New Research on the Efficacy of Masks
New research from Florida Atlantic University’s College of Engineering and Computer Science has recently been published in Physics of Fluids and is demonstrating a new method to assess the effectiveness of masks. This research uses visualizations using imitation coughs and sneezes to discover how well droplets are blocked.
Researchers in the lab used a technique called flow visualization to collect data on mask efficacy. A synthetic fog was created using a combination of glycerin and distilled water. Masks were placed over a mannequin’s mouth and the mixture was sprayed from its mouth to simulate a sneeze or a cough.
This test was performed using a variety of masks that we, the general public, have access to, with the purpose of mapping the path of escaped droplets to see how each mask performed. The test was conducted on a bandana-style covering, a homemade mask using two layers of cotton, and a non-sterile cone style cloth mask like the ones sold by Fast Ship Face Mask. Medical grade masks and respirators that should be reserved for front-line healthcare workers were not tested.
What did the Tests Reveal?
The test showed that using a bandana to cover your nose and mouth does offer some protection against potentially infecting others in your community by reducing spread to less than four feet. However, homemade masks and professionally manufactured cloth masks were shown to be much more effective at stopping the spread of aerosolized droplets from the mannequin. They reduced the spray distance to 2.5 inches and 8 inches respectively. Although some leakage was noted through the mask and around the edges, both of these mask designs were proven to effectively reduce the speed and range of respiratory spray that could potentially spread coronavirus.
Researchers also conducted the test without using a mask, and the imitation coughs traveled much further than with any of the coverings. In fact, the range was larger than the current 6-foot social distancing guidelines published by the US Centers for Disease Control and Prevention (CDC). Spread was recorded up to 12 feet away from the mannequin in just 50 seconds, which clearly shows the dangers of entering any public spaces without using a mask. Researchers also noted that tracer droplets remained suspended for as long as 3 minutes.
How to Effectively Prevent the Spread of COVID-19
Siddhartha Verma, ph.D. the lead author of the paper, said, “In addition to providing an initial indication of the effectiveness of protective equipment, the visuals used in our study can help convey to the general public the rationale behind social-distancing guidelines and recommendations for using facemasks.”
Dr.
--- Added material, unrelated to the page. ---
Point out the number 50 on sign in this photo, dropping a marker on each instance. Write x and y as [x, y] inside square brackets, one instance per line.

Verma pointed out that it is critical to promote widespread awareness of how to effectively prevent the spread of COVID-19. This warning comes at a time that many places across the US are observing spikes in cases. Florida, in particular, is seeing a drastic rise in cases. At the time of publishing, the state has seen 169,000 confirmed cases and 3,616 deaths.
The results of this study suggest that current social distancing guidelines may need to be updated to account for the wider spread of droplets by those that aren’t wearing masks in public spaces. They also prove that wearing a face-covering can help ensure that infected people don’t unintentionally spread COVID-19 to those around them.